Le Loup plaidant contre le Renard par-devant le Singe
Un Loup disait que l’on l’avait volé :
Un Renard, son voisin, d’assez mauvaise vie,
Pour ce prétendu vol par lui fut appelé.
Devant le Singe il fut plaidé,
Non point par Avocats, mais par chaque Partie.
Thémis n’avait point travaillé,
De mémoire de Singe, à fait plus embrouillé.
Le Magistrat suait en son lit de Justice.
Après qu’on eut bien contesté,
Répliqué, crié, tempêté,
Le Juge, instruit de leur malice,
Leur dit : “Je vous connais de longtemps, mes amis,
Et tous deux vous paierez l’amende ;
Car toi, Loup, tu te plains, quoiqu’on ne t’ait rien pris ;
Et toi, Renard, as pris ce que l’on te demande. ”
Le juge prétendait qu’à tort et à travers
On ne saurait manquer, condamnant un pervers.
Quelques personnes de bon sens ont cru que
l’impossibilité et la contradiction qui est dans le
Jugement de ce Singe était une chose à censurer ; mais je
ne m’en suis servi qu’après
Phédre ; et c’est en cela que consiste le bon mot, selon mon avis.

Commentaires de MNS Guillon – 1803.
( note de l’Auteur). Quelques personnes de bon sens ont cru que l’impossibilité et la contradiction qui est dans le jugement de ce Singe, étoit une chose à censurer ; mais je ne m’en suis servi qu’après Phèdre ; c’est en cela que consiste le Bon mot, selon mon avis.
(1) Un Renard, son voisin , d’assez mauvaise vie.

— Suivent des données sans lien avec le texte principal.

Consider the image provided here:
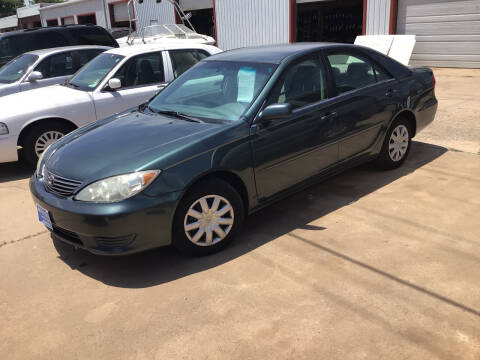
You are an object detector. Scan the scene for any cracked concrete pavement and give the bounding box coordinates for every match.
[0,68,480,360]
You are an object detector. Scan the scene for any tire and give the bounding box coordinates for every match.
[376,117,412,170]
[172,178,245,256]
[23,121,75,167]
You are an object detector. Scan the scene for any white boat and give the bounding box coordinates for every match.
[117,24,215,47]
[117,0,215,47]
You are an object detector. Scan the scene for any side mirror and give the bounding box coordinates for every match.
[258,104,293,122]
[108,78,122,90]
[27,71,43,82]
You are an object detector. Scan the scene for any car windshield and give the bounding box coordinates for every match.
[0,54,38,84]
[67,54,124,91]
[149,61,276,121]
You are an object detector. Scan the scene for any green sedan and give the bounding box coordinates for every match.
[30,43,437,255]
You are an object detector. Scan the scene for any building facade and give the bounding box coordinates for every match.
[32,0,480,67]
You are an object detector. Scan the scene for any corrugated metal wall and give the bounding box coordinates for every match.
[397,0,480,68]
[180,0,213,11]
[136,0,175,30]
[215,0,290,50]
[366,0,390,35]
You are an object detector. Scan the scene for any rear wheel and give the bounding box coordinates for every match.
[173,179,244,256]
[23,121,74,166]
[377,118,412,169]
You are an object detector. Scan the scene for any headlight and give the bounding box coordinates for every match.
[0,123,8,135]
[75,170,160,203]
[36,148,48,177]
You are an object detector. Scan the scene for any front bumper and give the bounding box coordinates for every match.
[30,175,181,255]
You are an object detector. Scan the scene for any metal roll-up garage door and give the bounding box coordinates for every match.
[397,0,480,68]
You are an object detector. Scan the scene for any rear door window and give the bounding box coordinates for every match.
[114,51,165,88]
[34,30,70,50]
[169,49,210,78]
[66,27,118,47]
[267,55,327,108]
[327,52,380,94]
[35,51,78,79]
[72,49,104,72]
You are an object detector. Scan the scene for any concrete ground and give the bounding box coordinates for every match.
[417,68,480,154]
[0,69,480,360]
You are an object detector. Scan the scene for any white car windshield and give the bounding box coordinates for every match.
[67,54,124,91]
[0,54,38,84]
[149,61,276,121]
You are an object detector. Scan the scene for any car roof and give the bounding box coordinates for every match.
[204,42,348,64]
[107,40,217,56]
[25,45,112,56]
[0,24,101,38]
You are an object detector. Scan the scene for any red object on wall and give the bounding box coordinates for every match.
[288,0,297,43]
[362,0,367,35]
[388,0,398,35]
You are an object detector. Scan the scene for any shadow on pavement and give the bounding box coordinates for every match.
[0,161,34,184]
[54,142,447,288]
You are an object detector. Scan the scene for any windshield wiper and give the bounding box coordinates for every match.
[154,107,203,123]
[63,80,80,88]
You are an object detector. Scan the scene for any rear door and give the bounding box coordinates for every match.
[252,54,338,199]
[326,49,399,161]
[93,51,167,119]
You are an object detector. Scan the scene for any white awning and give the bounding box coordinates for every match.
[0,15,18,29]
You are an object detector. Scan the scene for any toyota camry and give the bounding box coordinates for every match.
[30,43,437,255]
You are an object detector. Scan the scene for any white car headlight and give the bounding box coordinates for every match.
[75,170,160,203]
[0,123,8,135]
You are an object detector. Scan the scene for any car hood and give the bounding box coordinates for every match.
[46,111,228,182]
[0,85,90,120]
[0,82,19,96]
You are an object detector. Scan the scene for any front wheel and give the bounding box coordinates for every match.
[23,121,74,166]
[173,178,244,256]
[377,118,412,169]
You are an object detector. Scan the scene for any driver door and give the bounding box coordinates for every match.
[93,51,171,120]
[252,54,338,200]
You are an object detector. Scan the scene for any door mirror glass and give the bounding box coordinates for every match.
[258,103,292,121]
[28,71,43,82]
[108,78,122,90]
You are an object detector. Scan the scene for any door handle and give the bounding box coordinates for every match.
[320,111,337,120]
[385,89,397,97]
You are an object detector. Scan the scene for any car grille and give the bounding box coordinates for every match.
[43,168,82,197]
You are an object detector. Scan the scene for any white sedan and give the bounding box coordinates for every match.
[0,43,221,165]
[0,45,111,96]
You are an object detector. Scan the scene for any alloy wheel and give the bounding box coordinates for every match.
[388,125,409,161]
[184,195,234,246]
[35,130,64,157]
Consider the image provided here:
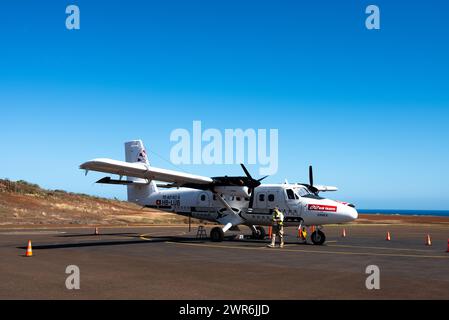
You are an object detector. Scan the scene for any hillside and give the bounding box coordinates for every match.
[0,179,191,227]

Ce jugement , porté comme au hasard, prépare , par son indécision même, la sentence équivoque que l’on va voir.
(2) Après qu’on eut bien contesté, etc. Image fidelle et bien rendue de ce qui se passe au barreau. Il falloit ces vers pour justifier l’expression qui se lit un peu auparavant : Le Magistrat suoit, tant lui-même avoit besoin de se démener pour calmer ou suivre les parties. Nous observerons que ce qui suit : En son lit de justice, n’est pas exact. Le Magistrat siège sur des bancs ; le lit de justice est réservé à la majesté royale. (Le Loup plaidant contre le Renard ).
Études sur les fables de La Fontaine, P. Louis Solvet – 1812
Le Loup plaidant contre le Renard, par devant le Singe
Phèdre, livre 1, fable 10
On rencontre dans l’histoire ancienne un trait curieux qui ressemble assez à cette Fable : c’est ce jugement célèbre de Philippe , père d’Alexandre, que deux mauvais sujets de son royaume s’avisèrent un jour de prendre pour arbitre de leur différent, et qui, après les avoir entendus, ordonna à l’un de quitter sur-le-champ la Macédoine,et à l’autre de courir après lui.
Henri-Etienne parle encore d’un juge de son temps qui n’avoit qu’une chanson en matière de procès criminel. Si l’accusé étoît vieux: « Pendez, pendez, disoit-t-il, il en a fait bien d’autres. s’il étoit jeune : « Pendez , pendez, disoit-il toujours, il en feroit bien d’autres. » Cela revient plus particulièrement à cette morale un peu équivoque qui termine l’a Fable de notre auteur :
Ce juge prétendoit qu’à tort et à travers .
On ne sauroit manquer condamnant un pervers.
Anecdote qui ressemble à cette fable:
Arbitre ingénieux
Deux jurisconsultes choisirent Diogène pour leur arbitre.
Il les condamna tous les deux : l’un parce qu’il avait effectivement volé ce dont on l’accusait, et l’autre parce qu’il se plaignait à tort, puisqu’il n’avait rien perdu qu’il n’eût volé lui-même à un autre. ( Themisiana )
* Histoire qui ressemble à la fable de La Fontaine , Le Loup plaidant avec le renard par devant le Singe.